Me contaba, a propósito de esto, el padre Sigifredo, que no hacía mucho tiempo había ocurrido en Huenúi un drama pasional cuya protagonista -la india Llanquetrae, hija del cacique- podía figurar como heroína de cualquier novelista por entregas. Pretendía a la india el mocetón Pañloneo y ofreció al padre hasta dos toros, tres vacas y un caballo ensillado. El padre de sabedor de que su hija no quería casarse -diremos así- con Pañloneo, se resistía a venderla, pero dádivas quebrantan peñas y tanto ofreció y cumplió el galán que obtuvo del padre el ansiado consentimiento.
Llegó la noche señalada para el rapto y como es costumbre, el novio llegó con numerosos cortejo de amigos y rodeó la ruca donde dormía la codiciada Llanquetrae. Al son de las pifilcas el padre abrió la puerta de la ruca para dar paso al galán y a sus amigos que debían apoderarse violentamente de la novia y llevarla con grande algazara a la ruca del novio.
El padre señaló el rincón y los pellejos donde descansaba Llanquetrae y los recién llegados se acercaron, esperando encontrarla lista con todos sus atavíos; pero la joven india no estaba allí: sin que nadie la notara en la ruca, había huido hacia el bosque escapando de un matrimonio que ella no aceptaba. Al día siguiente se la encontró ahorcada, colgada de un coigüe.

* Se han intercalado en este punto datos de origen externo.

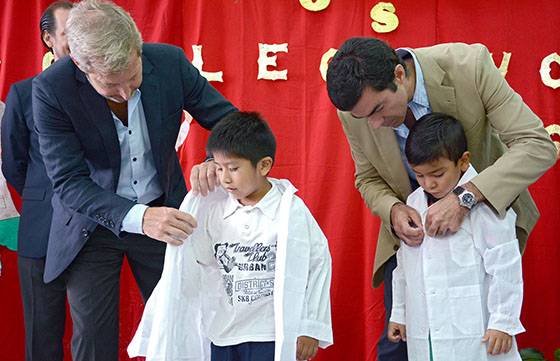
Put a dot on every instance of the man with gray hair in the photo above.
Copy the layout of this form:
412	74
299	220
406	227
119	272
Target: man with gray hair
44	305
107	119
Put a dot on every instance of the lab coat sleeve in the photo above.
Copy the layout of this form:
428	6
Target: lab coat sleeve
495	239
398	312
316	318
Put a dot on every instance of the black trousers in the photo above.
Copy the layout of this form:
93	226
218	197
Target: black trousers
44	311
387	350
93	286
247	351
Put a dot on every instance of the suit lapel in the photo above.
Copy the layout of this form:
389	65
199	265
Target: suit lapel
100	115
151	103
388	149
441	97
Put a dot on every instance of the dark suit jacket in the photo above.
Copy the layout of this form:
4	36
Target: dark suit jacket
23	168
81	150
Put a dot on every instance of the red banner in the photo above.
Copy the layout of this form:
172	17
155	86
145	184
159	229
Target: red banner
237	38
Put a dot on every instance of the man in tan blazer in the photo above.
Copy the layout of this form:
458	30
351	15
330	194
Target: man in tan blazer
380	93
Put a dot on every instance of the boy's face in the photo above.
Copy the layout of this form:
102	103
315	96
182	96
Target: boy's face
442	175
245	182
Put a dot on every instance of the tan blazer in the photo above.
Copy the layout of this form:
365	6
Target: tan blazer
508	143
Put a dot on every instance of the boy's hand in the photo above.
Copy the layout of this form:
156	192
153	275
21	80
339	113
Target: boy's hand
204	178
306	348
407	224
498	342
396	332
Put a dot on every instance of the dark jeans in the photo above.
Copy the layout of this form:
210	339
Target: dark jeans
387	350
248	351
44	311
93	286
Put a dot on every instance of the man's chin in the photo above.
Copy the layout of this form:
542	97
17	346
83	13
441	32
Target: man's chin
115	100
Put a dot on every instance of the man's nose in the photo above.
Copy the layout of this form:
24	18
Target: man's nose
375	121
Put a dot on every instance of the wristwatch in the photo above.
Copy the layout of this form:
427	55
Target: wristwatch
466	198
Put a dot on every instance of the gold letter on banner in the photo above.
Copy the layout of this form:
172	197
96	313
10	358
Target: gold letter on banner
505	63
325	62
315	5
555	129
197	62
384	18
264	61
545	71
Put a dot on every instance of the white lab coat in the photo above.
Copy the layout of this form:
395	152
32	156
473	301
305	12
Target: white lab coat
456	287
179	311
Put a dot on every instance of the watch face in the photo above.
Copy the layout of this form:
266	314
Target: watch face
468	199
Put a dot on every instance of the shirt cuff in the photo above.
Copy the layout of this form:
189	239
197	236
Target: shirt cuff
132	222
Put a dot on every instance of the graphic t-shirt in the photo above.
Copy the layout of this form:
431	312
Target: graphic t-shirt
243	241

Entre una vida de sacrificio, unida a un hombre que no quería y una muerte violenta, había preferido lo último.
Este hecho consternó a los indios de esas reducciones. Pañlonco abandonó su ruca y animales y se fue a Argentina a «rodar tierra».
El baile continúa impertérrito, sin parar mientras que pronto será de noche.

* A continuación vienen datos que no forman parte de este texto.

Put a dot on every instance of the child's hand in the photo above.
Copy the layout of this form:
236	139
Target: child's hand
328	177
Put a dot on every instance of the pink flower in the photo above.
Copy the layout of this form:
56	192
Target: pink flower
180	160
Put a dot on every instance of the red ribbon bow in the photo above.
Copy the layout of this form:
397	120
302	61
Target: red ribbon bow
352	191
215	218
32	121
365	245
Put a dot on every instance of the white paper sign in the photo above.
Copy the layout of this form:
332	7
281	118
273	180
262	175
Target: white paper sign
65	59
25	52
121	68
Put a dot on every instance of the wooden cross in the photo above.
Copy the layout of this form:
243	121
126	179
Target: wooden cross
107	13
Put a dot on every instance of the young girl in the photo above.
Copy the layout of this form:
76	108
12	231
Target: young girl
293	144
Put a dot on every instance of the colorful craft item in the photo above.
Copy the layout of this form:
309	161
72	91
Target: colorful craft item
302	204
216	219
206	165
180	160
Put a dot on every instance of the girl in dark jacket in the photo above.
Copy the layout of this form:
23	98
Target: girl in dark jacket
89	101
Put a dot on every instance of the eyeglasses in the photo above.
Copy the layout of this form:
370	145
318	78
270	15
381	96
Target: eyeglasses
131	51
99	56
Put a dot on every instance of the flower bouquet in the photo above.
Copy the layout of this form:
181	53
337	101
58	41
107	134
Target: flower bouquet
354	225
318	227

Catriel y su reducción se ha retirado, despidiéndose, antes, de nosotros y prometiéndonos que al día siguiente irá a vernos a la Misión, pues desea consultarnos detenidamente. Sin tiempo para despedirnos de nadie, pues ya obscurecía, nos volvimos a Panguipulli, escoltados hasta mitad de camino por más de cien indios, que de cuando en cuando lanzaban gritos de ¡viva Cafalleru! que ya nos tenían sin tímpanos.
Llegamos a la Misión después de las 8 de la noche, y encontramos a los hermanos que terminaban de rezar sus oraciones, para ir a la cena frugal del refectorio.


[1] «Cunchun»: el autor se refiere al kultrun, instrumento musical sagrado de los mapuches, Meza los describe así: «Especie de pandereta que se toca con un palo».